President Donald J. Trump regularly suggests that the efforts in Connecticut and many other states to let people vote by mail during the pandemic is an invitation to fraud.
Nearly every Republican lawmaker in Connecticut, however, joined Democrats in voting in special session two weeks ago for a bill permitting every voter to use an absentee ballot in November, reflecting polling that shows support for absentee voting during the pandemic. An executive ordered by Gov. Ned Lamont permits the same thing in the primary.
“The Republicans are continuing to criticize every effort we are making on all levels. I don’t know why all of a sudden they are changing their tune,” Merrill said, referring to the support for temporarily liberalizing the use of absentee ballots. “It’s probably that their constituents want to be able to vote remotely in this situation.”
But there are unhappy Democrats, as well, though they say they are grateful to Merrill for pushing to ease the use of absentee ballots during the pandemic.

“I want to talk about how to solve the problem, not lay blame,” Moore said.
Rep. Brandon McGee, D-Hartford, who faces a primary next week and is aware of 152 Democrats awaiting a ballot, said he will be talking to Merrill about publicizing what voters can do if they do not receive an absentee ballot. (One option is they still can go to the polls.)
Merrill mailed an absentee ballot application for the primary to 1.2 million registered Democrats and Republicans. About 100,000 were returned as undeliverable. More than 300,000 voters used them to apply for an absentee ballot.
Local officials validated each application in a statewide voter system, and the secretary of the state’s office used the system to have a commercial mail house send out the actual ballots, beginning July 21.

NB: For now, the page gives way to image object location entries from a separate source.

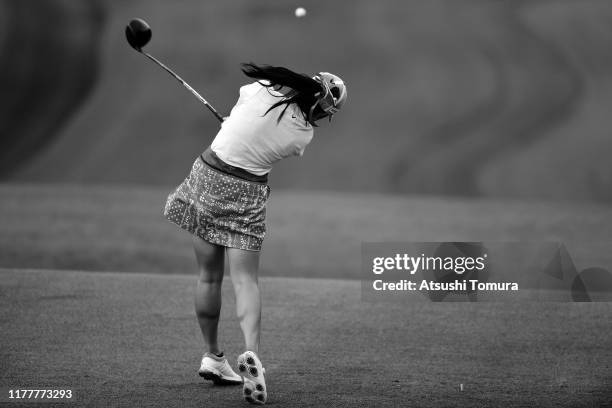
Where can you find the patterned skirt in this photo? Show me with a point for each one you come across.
(220, 208)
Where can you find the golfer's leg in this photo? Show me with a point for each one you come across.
(210, 259)
(243, 266)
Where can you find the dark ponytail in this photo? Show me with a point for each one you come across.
(304, 89)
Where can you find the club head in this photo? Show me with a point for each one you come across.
(138, 33)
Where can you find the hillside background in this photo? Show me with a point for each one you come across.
(470, 98)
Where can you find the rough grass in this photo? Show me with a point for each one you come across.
(497, 98)
(132, 340)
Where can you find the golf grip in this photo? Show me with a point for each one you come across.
(185, 84)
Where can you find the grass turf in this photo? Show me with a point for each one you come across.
(311, 234)
(132, 340)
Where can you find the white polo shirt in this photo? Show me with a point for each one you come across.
(254, 141)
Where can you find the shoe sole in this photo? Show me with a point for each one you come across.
(217, 379)
(254, 389)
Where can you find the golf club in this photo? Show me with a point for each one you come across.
(138, 34)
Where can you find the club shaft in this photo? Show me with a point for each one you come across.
(185, 84)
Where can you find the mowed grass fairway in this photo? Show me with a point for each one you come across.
(131, 339)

Normally, a town clerk must send out a ballot within 24 hours of receiving an application. Correctly anticipating a heavy volume in response to the mass mailing of applications, the secretary of the state’s office took over the mailing, which required a longer time line.
Gabe Rosenberg, the spokesman for Merrill, said the office did not make clear that the ballots would not come quickly.

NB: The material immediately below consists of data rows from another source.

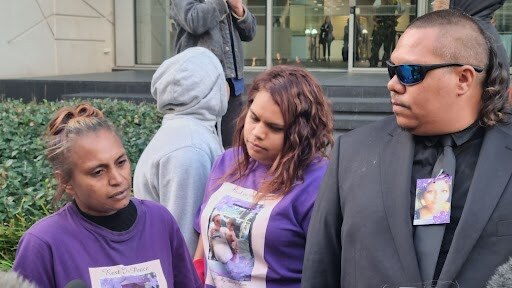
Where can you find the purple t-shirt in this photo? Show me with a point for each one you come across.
(65, 246)
(251, 244)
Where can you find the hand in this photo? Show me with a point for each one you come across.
(237, 7)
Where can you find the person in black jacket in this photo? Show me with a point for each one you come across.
(326, 37)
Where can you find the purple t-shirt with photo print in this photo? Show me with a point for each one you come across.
(255, 244)
(65, 246)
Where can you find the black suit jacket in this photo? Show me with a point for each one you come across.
(360, 234)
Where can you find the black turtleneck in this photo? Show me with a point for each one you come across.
(467, 148)
(120, 221)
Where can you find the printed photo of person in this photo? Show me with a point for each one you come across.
(231, 235)
(433, 203)
(221, 249)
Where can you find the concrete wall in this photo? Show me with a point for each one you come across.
(56, 37)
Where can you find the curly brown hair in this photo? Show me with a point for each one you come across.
(308, 129)
(67, 124)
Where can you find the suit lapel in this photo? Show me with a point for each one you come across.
(492, 173)
(397, 155)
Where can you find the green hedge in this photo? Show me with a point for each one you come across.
(26, 182)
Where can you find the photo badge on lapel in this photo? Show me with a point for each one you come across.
(433, 200)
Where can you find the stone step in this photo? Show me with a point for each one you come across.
(344, 122)
(342, 104)
(133, 97)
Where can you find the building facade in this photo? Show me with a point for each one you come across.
(58, 37)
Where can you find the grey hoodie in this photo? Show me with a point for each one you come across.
(190, 89)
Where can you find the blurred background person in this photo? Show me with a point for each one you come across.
(326, 37)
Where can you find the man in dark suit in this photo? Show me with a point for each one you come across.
(361, 233)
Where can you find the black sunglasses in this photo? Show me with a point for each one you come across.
(412, 74)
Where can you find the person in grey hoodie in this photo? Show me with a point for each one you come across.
(220, 26)
(190, 89)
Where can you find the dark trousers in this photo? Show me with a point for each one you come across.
(235, 105)
(382, 37)
(327, 48)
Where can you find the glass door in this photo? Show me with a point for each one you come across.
(376, 26)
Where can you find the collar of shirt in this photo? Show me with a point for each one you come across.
(473, 131)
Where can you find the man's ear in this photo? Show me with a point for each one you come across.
(64, 183)
(467, 78)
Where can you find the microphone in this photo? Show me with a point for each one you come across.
(77, 283)
(12, 279)
(502, 277)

“One of the things we learned in this process is that there needs to be more explanation,” he said.
The closure of city and town halls due to the pandemic has complicated the process. Before COVID, someone could go to their local town hall, fill out an application, get a ballot and cast that ballot. There is no deadline for seeking an absentee ballot.

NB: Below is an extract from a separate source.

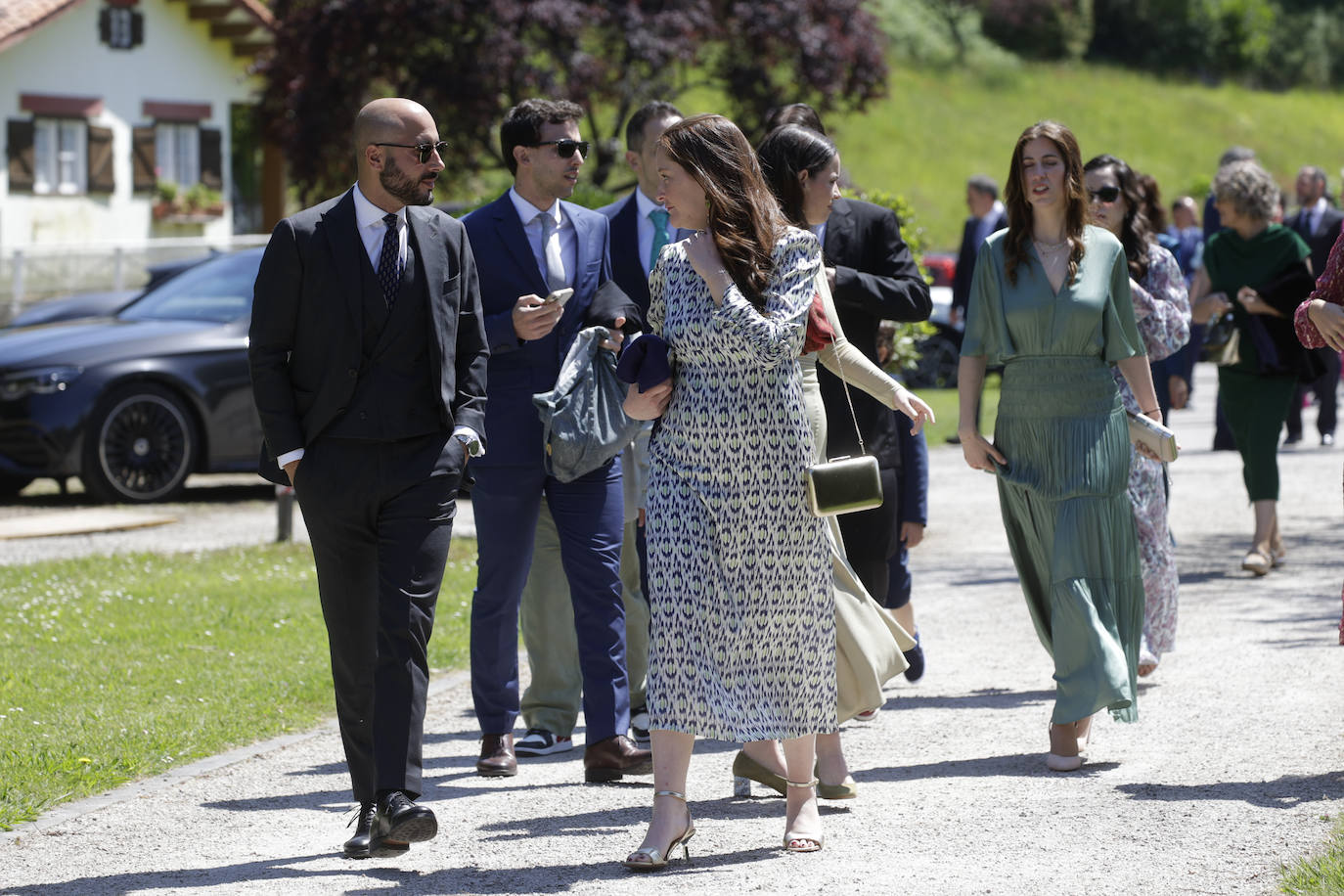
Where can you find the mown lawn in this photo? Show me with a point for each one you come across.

To accommodate voters who may get their ballot late or feel nervous about using the mail, the secretary of the state’s office provided secure drop boxes that have been placed outside every town hall. Some Republicans objected to the drop boxes, questioning if they were secure.
Ballots must arrive in the mail no later than election day to be counted. Any ballot dropped in one of the boxes will be counted, so long as it arrives by 8 p.m., the closing time of the polls.
“The drop boxes are going to be the savior for the primary,” said Sue Larsen, the Democratic registrar of voters in South Windsor and the leader of ROVAC, the Registrars of Voters Association of Connecticut. “I don’t now what we would have done without them.”